Once your changes are complete, submit a pull request to merge the changes into the develop branch, where it will be reviewed by your peers, and feedback will be provided. Once approved it will be merged into the develop branch, and will be put into production on the next deployment.

Project Structure

Naming Conventions

type_schema__model_name.sql

Proper naming of models is important, as the file names are used to determine the schema and table names that are used to materialize the model on the warehouse. It is also used to understand upstream and downstream dependencies within the orchestration tool.

Types

  • stg: Staged tables, that have had light transformations applied to be standardized in the warehouse, but generally are very close to the raw data.
  • int: Intermediate models that are used in service to apply common transformations that will be used by dims and facts.
  • dim: Dimension models.
  • fct: Fact models which provide measures.

Models

Models are sql or python code used to define a table to be materialized on the warehouse. By defining a model using a select statement, dbt will handel the dml and ddl needed to create, and refresh the model.

Models are organized into three folders: staging, intermediate, marts, as well as two special kinds of materializations called snapshots and seeds.

--- config: theme: neutral --- graph LR n1["raw"]-->n2["pii"] n1-->n3["stg"] n1-->snp n3-->n4["int"] n4-->n5["mrt"]

staging

Staging is a silver layer where raw data is made ready for general use.

Models are organized by the source system they originate from. Standardization happens at this layer: - All timestamp columns are converted to utc - Columns are renamed to be more explicit in what they represent, for example, a column named 'id' would be renamed to 'product_id' so it is easy to understand what it represents downstream. - data cleaning is applied, such as deduplication, or filtering of invalid records, for example, bot traffic is removed from website click data. - conversions are applied to standardize, for example if a source uses integers to represent monetary values, it should be converted to a decimal type. - PII data is anonymized / pseudo-anonymized and split off from non-pii data. Vertical partitioning. - Light normalization and denormalization where it makes sense for example pre-joining tables with one to one cardinality, or converting a business key to a more usable key.

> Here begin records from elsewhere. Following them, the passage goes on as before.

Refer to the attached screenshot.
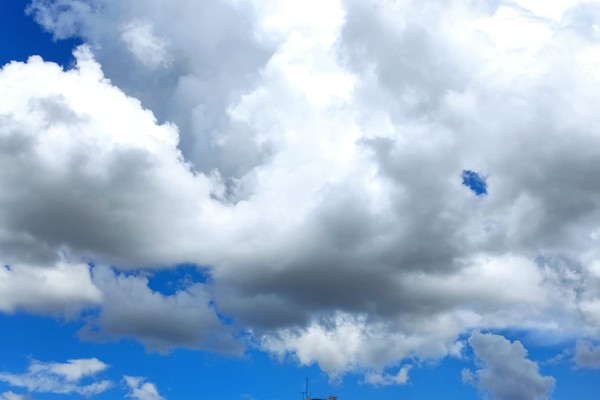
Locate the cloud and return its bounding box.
[365,365,412,386]
[0,358,112,400]
[123,376,164,400]
[0,392,33,400]
[463,332,555,400]
[0,261,103,317]
[121,20,171,68]
[80,267,242,354]
[573,340,600,368]
[0,0,600,382]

Raw tables are also defined in the staging zone through a __sources.yml file, however they will be materialized upstream of dbt.

intermediate

Intermediate is the layer between staging and marts, where common data transformations are applied so that code can be reused by multiple downstream tables.

Models are organized by the primary mart that they intend to supply data to. Models with general use cases across marts are put into a common grouping.

marts

Marts are the gold layer where models are groups by business unit. These models are primarily in service of a semantic layer, and general BI. Data modeling best practices are followed (dimensional, cube, data vault, kimball, etc.) so that they can be queried easily and efficiently by business users.

Models are organized by the business domain in which they serve.

snapshots

Snapshots are used to capture the state of a table at a point in time. Each time a snapshot is run, any records that have changed will have a new record inserted, the old version of the record will be marked as inactive, and will have a time period of when it was active from, and to. This is commonly referred to as Slowly Changing Dimension Type Two (SCD2).

seeds

Seeds are CSV files that will be materialized as tables on the warehouse. These are used for small datasets that do not contain sensitive information, and do not change often. For example, a reference table maintained by the business that would not warrant a heavy pipeline to maintain.

Macros

DBT utilizes jinja macros to programmatically inject values into your sql at run time. By using macros you can apply powerful programmatic patterns that are not otherwise possible in normal sql.

Dagster Specific Config

A meta key has been introduced to extend the functionality of dbt in dagster. It is used to define automation's, checks, and partitions for finer control on how and when assets are materialized.

Example config block:

{{-
  config(
    materialized = "incremental",
    incremental_strategy = "delete+insert",
    unique_key = "id",
    meta = {
      "dagster":{
        "partition": "daily",
        "partition_start_date": "2025-07-01",
        "automation_condition": "on_cron_no_deps",
        "automation_condition_config": {
          "cron_schedule":"@daily",
          "cron_timezone":"utc"
        },
        "freshness_check": {
          "lower_bound_delta_seconds": 18000,
          "deadline_cron": "0 0 * * *",
          "severity": "WARN"
        }
      }
    }
  )
-}}

Partition Definitions

When specified dagster will automatically create a partition for a given time span, allowing for incremental loading and backfills. Typically an incremental materialization strategy is used, with a special jinja incremental macro that will accept time ranges from dagster. See jinja below.

partition

When specified dagster will automatically create a partition for a given time span, allowing for incremental loading and backfills.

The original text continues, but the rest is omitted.